The Beckman Institute is pleased to welcome Gabriele Gratton, a professor of psychology, and Mariana Kersh, an associate professor of mechanical science and engineering, as co-chairs of the Intelligent Systems and Integrative Imaging research themes, respectively.
The Intelligent Systems research theme houses scientists studying cognition, language, memory, vision, decision making, and aging — from the cellular level all the way to the brain and systems level.
Among a variety of research interests, Gratton studies the cognitive control of attention, which involves understanding individuals’ ability to direct their attention and process information in different contexts. His research elucidates the daily processes that our brain performs — processes we often take for granted despite not knowing whether they are performed successfully. Understanding these processes is central to understanding the complex inner machinations of the human brain, which can help further biological research as well as areas like artificial intelligence.
“There are multiple roles I have to fulfill as a co-chair, prime among them being that all the needs of the individual groups working under this research theme are met. I also serve as an adviser to the Beckman director,” Gratton said.
Gratton will co-chair the Intelligent Systems research theme alongside Aron Barbey, a professor of psychology. As he steps into this role, Gratton aims to facilitate smooth collaboration between the theme’s various working groups, inspiring the next generation of intelligent machines.
Kersh, who was named co-chair of the Integrative Imaging research theme, directs the Tissue Biomechanics Laboratory housed in the Department of Mechanical Science and Engineering. She is also a Carle Illinois Health Innovation Professor.
Using advanced imaging technology, Kersh is interested in understanding the structural and mechanical properties of musculoskeletal tissues in the body, ultimately aiming to improve the treatment of bone and joint diseases like osteoporosis and osteoarthritis.
As she co-chairs the Integrative Imaging theme alongside Wawrzyniec Dobrucki, an associate professor of bioengineering, Kersh will press into the theme’s culture of interdisciplinary collaboration.
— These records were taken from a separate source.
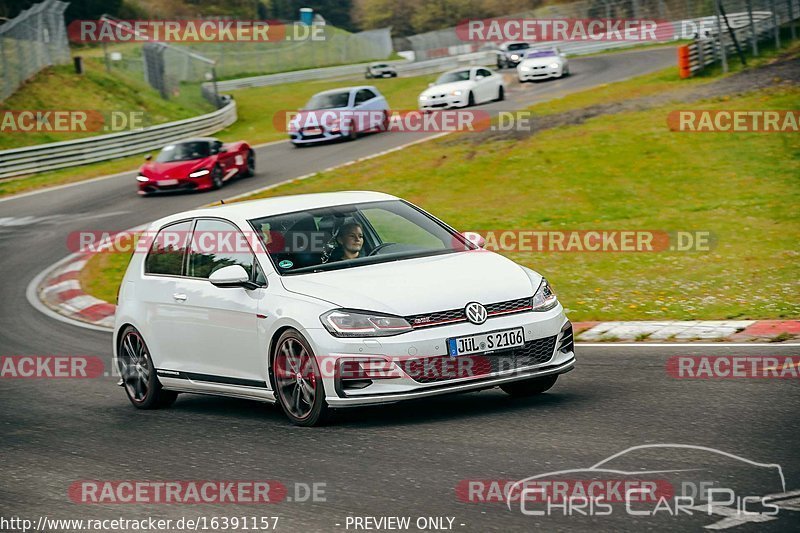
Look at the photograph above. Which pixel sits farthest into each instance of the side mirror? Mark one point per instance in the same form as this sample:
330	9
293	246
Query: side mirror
475	238
230	277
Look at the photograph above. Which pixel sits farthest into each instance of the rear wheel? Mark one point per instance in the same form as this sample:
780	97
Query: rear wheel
529	387
298	381
251	164
138	373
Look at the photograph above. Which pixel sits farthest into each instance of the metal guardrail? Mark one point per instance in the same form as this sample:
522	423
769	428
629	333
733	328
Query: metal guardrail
53	156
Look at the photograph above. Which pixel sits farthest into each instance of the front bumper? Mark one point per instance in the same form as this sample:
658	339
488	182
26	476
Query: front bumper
539	73
443	101
420	365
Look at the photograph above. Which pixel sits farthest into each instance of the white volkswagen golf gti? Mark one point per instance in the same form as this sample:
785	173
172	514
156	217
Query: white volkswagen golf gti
326	301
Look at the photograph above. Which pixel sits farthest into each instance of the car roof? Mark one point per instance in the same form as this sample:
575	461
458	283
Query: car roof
241	212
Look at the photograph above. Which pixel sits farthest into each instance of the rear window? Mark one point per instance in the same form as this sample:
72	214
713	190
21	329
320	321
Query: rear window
168	249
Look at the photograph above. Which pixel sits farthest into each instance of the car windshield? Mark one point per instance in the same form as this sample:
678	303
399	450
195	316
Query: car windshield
540	53
353	235
328	100
450	77
184	151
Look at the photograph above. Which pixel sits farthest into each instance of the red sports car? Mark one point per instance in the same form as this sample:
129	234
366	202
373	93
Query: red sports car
195	165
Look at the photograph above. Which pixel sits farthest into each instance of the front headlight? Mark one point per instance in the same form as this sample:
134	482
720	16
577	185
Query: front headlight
344	323
544	299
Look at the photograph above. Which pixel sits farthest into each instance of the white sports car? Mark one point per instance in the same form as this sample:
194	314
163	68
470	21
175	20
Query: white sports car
541	64
463	87
330	300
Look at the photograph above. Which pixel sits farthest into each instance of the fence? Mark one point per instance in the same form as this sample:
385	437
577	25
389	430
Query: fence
749	29
52	156
33	40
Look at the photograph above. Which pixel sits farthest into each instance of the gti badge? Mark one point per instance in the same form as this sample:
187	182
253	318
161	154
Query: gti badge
476	313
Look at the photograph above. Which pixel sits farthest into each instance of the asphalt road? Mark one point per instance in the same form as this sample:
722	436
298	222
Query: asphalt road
397	460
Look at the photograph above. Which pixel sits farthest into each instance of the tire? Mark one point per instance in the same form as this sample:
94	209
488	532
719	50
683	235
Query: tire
297	381
529	387
251	164
216	177
353	135
139	377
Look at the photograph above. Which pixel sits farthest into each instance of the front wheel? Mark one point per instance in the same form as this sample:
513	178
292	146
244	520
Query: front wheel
529	387
298	381
139	374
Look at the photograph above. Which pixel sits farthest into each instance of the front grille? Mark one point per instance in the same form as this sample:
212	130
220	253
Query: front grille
452	316
444	368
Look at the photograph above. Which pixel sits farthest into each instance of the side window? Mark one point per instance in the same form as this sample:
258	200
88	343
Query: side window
166	254
364	95
217	244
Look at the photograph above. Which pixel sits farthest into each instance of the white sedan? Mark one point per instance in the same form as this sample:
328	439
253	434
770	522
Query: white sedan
463	87
324	301
542	64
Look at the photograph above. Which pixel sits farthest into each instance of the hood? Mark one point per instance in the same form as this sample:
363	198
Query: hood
421	285
447	88
173	169
540	61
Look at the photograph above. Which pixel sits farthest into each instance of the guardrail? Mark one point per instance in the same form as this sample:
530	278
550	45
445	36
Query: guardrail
53	156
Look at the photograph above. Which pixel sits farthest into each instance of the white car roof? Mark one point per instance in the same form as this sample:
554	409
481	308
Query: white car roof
241	212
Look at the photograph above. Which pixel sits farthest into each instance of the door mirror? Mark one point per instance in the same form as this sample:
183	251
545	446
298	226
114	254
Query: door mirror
230	277
475	238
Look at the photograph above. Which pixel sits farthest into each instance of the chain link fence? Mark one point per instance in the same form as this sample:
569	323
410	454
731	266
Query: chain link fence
33	40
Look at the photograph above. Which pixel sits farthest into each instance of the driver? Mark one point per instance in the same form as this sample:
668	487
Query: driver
350	241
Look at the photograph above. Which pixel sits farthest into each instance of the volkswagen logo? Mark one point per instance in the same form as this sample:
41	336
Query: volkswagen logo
476	313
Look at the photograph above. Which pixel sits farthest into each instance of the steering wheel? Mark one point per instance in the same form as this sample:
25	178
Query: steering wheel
381	246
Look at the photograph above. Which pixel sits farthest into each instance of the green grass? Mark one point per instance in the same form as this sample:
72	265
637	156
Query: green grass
624	171
59	88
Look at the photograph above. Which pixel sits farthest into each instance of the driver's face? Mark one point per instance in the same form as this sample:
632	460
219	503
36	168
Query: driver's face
352	240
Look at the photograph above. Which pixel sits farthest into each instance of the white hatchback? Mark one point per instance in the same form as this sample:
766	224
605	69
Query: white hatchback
327	301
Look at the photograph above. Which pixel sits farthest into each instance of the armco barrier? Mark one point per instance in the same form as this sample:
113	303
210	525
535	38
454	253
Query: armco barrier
53	156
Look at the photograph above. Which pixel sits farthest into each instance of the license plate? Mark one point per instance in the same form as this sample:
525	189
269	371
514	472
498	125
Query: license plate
486	342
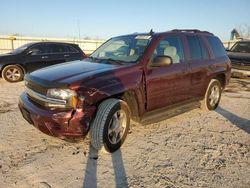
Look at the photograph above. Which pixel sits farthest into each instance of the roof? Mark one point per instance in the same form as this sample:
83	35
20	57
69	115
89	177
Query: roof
194	31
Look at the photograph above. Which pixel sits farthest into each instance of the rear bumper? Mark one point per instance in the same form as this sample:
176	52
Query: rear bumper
58	123
236	72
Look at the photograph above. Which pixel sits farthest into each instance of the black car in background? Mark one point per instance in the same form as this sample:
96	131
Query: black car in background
240	58
33	56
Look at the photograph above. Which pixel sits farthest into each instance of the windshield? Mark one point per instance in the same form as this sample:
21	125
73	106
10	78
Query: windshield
241	47
126	49
20	49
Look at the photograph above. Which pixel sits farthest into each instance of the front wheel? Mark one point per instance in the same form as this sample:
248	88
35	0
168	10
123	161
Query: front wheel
12	73
110	126
212	96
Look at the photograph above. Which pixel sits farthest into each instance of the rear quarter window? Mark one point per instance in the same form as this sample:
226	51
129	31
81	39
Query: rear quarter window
197	49
216	46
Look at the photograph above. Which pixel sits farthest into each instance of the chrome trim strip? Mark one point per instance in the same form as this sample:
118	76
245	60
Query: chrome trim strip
44	98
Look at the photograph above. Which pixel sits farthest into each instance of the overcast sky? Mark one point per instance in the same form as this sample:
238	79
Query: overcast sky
107	18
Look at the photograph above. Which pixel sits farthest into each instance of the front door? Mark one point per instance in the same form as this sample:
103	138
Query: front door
167	85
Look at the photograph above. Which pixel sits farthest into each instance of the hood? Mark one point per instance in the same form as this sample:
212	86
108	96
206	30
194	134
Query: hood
70	72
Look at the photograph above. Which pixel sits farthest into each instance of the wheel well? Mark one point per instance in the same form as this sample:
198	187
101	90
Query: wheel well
20	66
222	79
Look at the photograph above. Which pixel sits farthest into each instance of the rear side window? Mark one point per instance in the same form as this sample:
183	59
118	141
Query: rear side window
217	47
72	49
69	49
243	47
170	46
197	49
56	48
38	49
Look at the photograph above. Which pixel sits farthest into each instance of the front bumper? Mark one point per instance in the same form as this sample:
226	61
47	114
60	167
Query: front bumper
59	123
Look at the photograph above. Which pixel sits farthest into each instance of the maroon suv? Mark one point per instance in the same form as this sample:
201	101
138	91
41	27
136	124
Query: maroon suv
128	77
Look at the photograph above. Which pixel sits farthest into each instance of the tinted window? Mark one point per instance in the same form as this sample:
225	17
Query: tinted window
170	46
56	48
194	48
243	47
217	47
38	49
71	49
203	50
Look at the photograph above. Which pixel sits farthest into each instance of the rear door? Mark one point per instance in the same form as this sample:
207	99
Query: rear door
200	62
169	84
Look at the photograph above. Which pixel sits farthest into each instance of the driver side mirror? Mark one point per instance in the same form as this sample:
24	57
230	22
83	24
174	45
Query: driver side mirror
162	61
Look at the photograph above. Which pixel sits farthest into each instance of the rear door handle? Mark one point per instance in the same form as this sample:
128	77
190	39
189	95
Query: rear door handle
211	66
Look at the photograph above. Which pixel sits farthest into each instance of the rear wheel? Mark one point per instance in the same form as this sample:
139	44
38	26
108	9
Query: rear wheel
12	73
213	95
110	126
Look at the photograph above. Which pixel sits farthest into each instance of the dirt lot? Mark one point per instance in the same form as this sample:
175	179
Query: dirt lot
194	149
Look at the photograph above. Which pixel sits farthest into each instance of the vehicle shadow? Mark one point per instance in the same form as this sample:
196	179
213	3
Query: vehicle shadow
240	122
90	176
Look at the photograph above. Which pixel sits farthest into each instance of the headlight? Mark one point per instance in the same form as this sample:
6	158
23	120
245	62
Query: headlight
65	98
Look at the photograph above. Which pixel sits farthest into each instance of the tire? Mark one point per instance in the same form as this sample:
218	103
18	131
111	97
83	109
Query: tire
212	96
12	73
110	126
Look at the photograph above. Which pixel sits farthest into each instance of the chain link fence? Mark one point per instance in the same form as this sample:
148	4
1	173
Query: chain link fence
9	43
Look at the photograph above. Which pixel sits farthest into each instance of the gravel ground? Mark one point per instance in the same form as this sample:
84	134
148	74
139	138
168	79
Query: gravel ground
193	149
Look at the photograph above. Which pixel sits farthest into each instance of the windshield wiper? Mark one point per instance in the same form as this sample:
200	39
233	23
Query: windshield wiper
93	58
119	62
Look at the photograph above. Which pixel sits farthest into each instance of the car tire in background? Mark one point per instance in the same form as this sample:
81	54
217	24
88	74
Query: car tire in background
212	96
110	126
12	73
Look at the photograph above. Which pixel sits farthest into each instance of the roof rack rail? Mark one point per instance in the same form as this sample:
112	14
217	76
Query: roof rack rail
191	31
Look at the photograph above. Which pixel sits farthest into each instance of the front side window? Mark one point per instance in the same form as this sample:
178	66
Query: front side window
38	50
127	49
243	47
170	46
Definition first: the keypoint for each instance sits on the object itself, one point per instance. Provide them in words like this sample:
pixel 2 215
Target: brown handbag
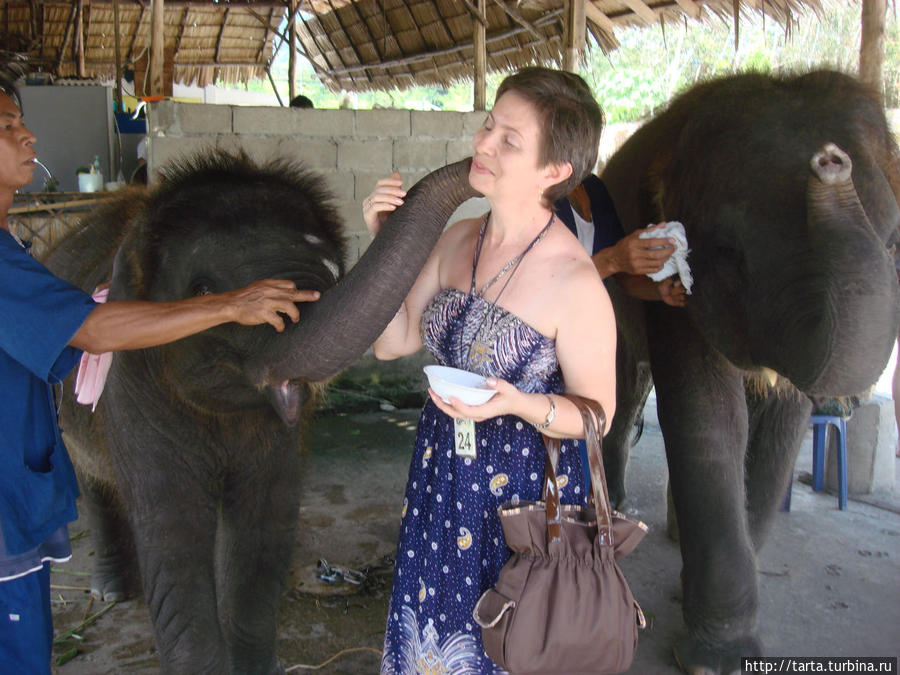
pixel 561 604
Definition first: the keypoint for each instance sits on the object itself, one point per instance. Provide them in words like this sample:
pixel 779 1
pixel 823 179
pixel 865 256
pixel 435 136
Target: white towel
pixel 677 262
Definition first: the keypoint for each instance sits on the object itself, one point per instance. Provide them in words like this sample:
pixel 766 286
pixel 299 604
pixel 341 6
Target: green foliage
pixel 653 64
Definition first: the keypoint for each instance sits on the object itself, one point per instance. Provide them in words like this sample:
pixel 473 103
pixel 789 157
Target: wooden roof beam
pixel 184 18
pixel 328 72
pixel 641 8
pixel 269 29
pixel 690 7
pixel 473 10
pixel 350 41
pixel 137 29
pixel 68 31
pixel 519 19
pixel 221 33
pixel 594 15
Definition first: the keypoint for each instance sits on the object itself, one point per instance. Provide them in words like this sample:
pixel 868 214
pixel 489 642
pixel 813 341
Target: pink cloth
pixel 93 368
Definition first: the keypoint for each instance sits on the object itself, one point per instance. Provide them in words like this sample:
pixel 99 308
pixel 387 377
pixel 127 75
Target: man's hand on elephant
pixel 386 197
pixel 268 301
pixel 635 255
pixel 672 292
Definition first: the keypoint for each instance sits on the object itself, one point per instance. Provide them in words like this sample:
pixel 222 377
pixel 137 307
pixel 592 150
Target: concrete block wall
pixel 351 148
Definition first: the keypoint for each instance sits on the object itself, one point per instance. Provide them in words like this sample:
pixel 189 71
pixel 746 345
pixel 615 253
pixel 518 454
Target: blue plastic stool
pixel 820 423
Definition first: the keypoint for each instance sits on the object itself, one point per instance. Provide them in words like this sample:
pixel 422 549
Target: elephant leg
pixel 632 387
pixel 778 422
pixel 257 538
pixel 703 416
pixel 114 576
pixel 174 516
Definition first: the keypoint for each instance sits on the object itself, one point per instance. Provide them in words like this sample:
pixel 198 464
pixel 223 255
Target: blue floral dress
pixel 451 543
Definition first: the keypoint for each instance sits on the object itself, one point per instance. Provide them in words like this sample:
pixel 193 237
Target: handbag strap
pixel 592 415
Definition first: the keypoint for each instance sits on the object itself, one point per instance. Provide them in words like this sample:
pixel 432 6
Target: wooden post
pixel 292 54
pixel 78 43
pixel 576 28
pixel 157 44
pixel 871 44
pixel 118 57
pixel 479 44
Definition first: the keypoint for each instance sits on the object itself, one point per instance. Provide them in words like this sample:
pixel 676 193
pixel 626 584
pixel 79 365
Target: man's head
pixel 16 141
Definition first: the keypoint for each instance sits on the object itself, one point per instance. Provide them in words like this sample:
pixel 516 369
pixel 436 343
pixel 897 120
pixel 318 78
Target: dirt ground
pixel 828 578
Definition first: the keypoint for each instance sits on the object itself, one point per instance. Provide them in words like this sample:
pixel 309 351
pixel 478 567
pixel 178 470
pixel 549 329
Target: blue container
pixel 129 126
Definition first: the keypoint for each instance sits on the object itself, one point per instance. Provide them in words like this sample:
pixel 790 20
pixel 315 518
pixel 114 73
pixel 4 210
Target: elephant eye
pixel 200 287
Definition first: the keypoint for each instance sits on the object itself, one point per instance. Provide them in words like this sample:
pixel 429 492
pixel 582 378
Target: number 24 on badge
pixel 464 434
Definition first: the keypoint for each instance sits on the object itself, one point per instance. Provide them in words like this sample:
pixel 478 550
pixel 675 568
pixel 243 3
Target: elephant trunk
pixel 347 319
pixel 847 321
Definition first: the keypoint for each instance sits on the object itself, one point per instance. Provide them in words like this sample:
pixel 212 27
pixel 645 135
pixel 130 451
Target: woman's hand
pixel 386 197
pixel 507 401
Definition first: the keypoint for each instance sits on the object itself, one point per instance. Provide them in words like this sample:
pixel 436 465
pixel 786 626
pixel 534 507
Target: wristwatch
pixel 550 416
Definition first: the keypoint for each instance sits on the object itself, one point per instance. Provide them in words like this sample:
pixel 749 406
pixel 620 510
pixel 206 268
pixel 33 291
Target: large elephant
pixel 788 188
pixel 191 461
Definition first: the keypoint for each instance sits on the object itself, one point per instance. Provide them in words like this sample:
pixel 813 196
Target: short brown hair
pixel 569 116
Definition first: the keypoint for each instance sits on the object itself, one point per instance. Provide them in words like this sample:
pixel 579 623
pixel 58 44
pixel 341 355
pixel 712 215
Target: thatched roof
pixel 354 45
pixel 233 40
pixel 381 44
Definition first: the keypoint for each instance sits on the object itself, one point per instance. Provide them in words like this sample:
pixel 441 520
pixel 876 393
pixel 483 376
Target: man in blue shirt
pixel 588 211
pixel 44 323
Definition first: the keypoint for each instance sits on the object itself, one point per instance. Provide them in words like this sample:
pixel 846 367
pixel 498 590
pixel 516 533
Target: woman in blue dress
pixel 503 296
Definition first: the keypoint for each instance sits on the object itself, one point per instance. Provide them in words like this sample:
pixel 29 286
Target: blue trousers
pixel 26 624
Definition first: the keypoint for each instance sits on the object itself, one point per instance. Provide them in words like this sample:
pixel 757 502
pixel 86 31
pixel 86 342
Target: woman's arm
pixel 119 325
pixel 586 349
pixel 401 337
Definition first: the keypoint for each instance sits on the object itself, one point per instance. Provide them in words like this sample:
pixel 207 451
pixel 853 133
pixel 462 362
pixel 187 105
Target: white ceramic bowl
pixel 467 387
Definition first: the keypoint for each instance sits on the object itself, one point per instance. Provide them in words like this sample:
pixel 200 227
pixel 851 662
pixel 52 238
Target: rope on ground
pixel 301 666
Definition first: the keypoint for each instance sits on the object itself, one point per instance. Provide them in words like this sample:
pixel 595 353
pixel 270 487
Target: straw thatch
pixel 354 45
pixel 382 44
pixel 231 41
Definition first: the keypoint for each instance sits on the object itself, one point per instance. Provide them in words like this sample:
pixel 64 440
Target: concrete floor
pixel 828 578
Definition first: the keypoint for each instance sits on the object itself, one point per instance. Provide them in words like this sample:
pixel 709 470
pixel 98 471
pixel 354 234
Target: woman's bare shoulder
pixel 458 233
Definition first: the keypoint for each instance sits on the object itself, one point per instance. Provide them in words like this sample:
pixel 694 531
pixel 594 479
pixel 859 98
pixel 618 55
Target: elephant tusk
pixel 770 375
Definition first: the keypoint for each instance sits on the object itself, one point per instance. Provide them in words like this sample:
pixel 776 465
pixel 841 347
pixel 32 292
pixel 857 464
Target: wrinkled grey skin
pixel 788 190
pixel 191 463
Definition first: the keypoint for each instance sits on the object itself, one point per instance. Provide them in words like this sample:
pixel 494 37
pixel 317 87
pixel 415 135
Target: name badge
pixel 464 433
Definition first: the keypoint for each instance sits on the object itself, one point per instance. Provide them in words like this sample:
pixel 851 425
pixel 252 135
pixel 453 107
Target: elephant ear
pixel 343 324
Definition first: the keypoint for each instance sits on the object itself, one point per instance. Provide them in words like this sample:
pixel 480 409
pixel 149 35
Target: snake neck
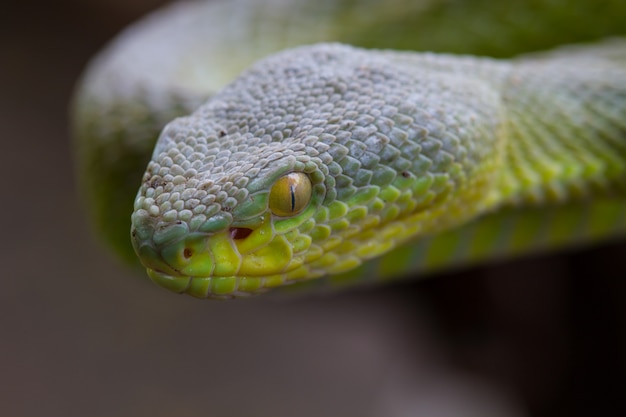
pixel 566 129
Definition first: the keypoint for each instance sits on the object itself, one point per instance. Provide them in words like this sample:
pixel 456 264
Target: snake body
pixel 340 162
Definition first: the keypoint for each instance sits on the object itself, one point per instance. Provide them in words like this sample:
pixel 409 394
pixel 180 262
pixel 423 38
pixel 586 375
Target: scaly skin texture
pixel 416 161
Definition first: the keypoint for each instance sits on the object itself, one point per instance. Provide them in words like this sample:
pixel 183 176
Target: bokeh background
pixel 82 336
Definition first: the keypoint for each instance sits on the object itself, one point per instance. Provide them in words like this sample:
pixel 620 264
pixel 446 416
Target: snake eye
pixel 290 194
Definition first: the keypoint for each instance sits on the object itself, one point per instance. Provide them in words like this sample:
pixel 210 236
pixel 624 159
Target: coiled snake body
pixel 334 161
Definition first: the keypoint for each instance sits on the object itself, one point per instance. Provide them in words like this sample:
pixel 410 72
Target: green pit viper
pixel 348 164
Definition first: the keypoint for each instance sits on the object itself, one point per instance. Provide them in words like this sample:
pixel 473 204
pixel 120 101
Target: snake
pixel 297 144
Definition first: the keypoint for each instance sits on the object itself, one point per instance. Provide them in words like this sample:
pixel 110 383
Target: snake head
pixel 311 162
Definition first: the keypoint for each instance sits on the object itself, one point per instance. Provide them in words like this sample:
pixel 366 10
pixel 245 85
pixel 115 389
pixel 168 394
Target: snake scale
pixel 338 164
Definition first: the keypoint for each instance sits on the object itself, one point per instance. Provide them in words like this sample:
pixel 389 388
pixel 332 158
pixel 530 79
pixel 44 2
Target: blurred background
pixel 82 336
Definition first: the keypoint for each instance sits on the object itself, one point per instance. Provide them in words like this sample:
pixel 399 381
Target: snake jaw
pixel 234 262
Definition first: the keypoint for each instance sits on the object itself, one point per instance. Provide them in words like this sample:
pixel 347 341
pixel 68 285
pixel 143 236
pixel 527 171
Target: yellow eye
pixel 290 194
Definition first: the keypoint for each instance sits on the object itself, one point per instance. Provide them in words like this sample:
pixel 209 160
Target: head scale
pixel 307 164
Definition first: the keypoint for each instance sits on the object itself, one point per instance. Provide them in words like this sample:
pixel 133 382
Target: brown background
pixel 81 336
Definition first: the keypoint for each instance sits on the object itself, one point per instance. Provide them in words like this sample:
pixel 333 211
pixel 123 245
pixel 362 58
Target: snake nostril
pixel 239 232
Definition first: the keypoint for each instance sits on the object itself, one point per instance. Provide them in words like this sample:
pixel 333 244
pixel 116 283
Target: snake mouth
pixel 234 262
pixel 220 288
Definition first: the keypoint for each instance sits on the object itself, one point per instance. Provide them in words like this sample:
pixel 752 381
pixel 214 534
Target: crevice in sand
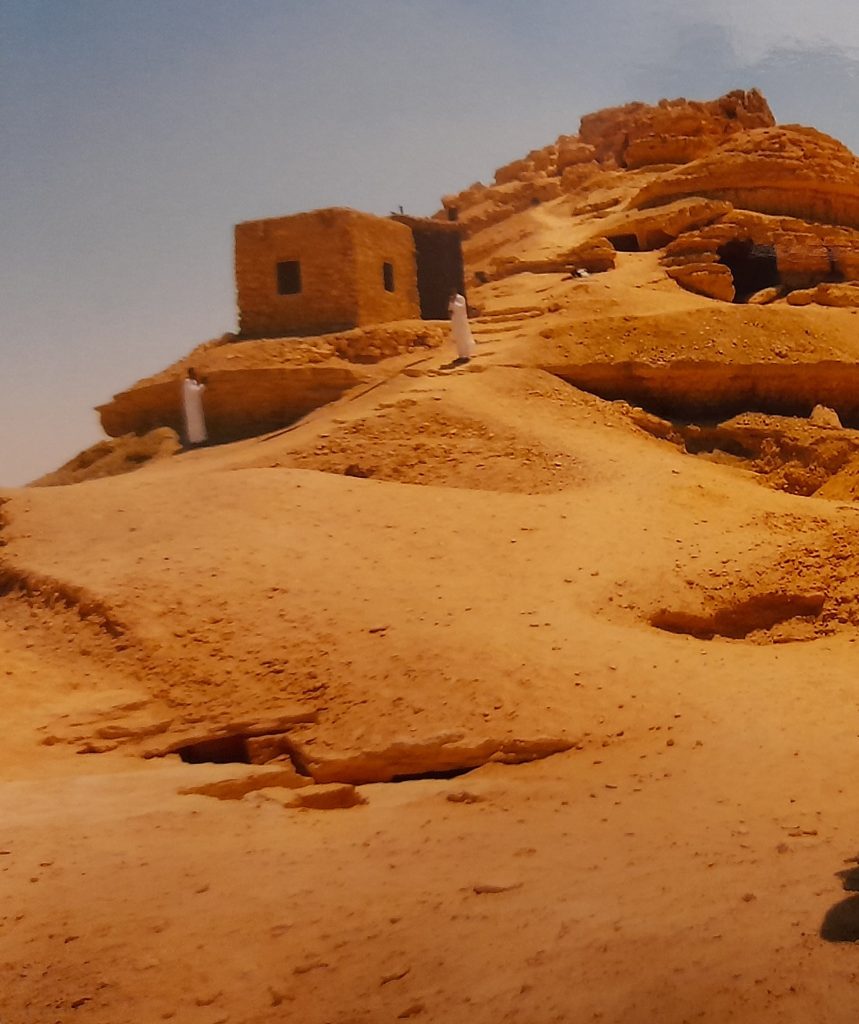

“The [Integrative Imaging] theme is an excellent platform for integrating people across disciplines to collaborate and make use of different imaging techniques. This spans from different imaging methods as well as the post-processing of images using computational methods,” she said. “The beauty of this theme is that it truly integrates imaging across platforms, modalities, applications, and what we actually image across multiple length scales.
"Imaging these widely different things requires the expertise of different people and this theme does a great job of bring such people together and fostering collaboration.”
With an interest in biomechanics, Kersh seeks to understand how diseases can change the physical properties of materials. This involves using different imaging techniques.
“As co-chair, I see my job as a facilitator of the networking required to bring different groups together under this umbrella of Integrative Imaging. My job will be to ensure that we have a cohesive unit of people under this umbrella that are working together to advance our areas of science,” Kersh said.